Modi was unconcerned about
the fact that he was addressing essentially foreign nationals , who owe their allegiance to the US than to India. He also ignored the fact that many of them did not follow Hindi. In fact, some in the audience had challenged Atal Behari Vajpayee in 2000, when he spoke in Hindi at an Indian community function in Washington. When Vajpayee said that that he had spoken in Hindi even at the UN, he was told that he had the facility of simultaneous interpretation at the UN. At MSG, the mood was so exuberant that what he said was less important than the privilege of being with him.

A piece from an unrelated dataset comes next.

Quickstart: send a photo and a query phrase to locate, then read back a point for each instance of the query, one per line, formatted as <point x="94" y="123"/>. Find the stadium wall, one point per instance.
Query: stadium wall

Modi did not dwell at length on India-US relations, even though US policy makers were present, perhaps because he wanted to hold his horses till he reached Washington. But the word must have reached Obama loudly and clearly that a significant 1% of his people saw Modi as a messiah of change in India and that partnership with him will benefit the US in meeting the global challenges of the future. The euphoria of MSG will definitely reverberate in the White House and the man, who was once a Persona Non Grata in the US, will be warmly received. Obama is sure to seek his counsel on Ukraine, ISIS, South China Sea and Afghanistan and seek to resolve problems relating to the nuclear deal, defense cooperation and investment. The moribund relations between the two countries may be awakened by the songs,  dances and speeches at the Madison Square Garden.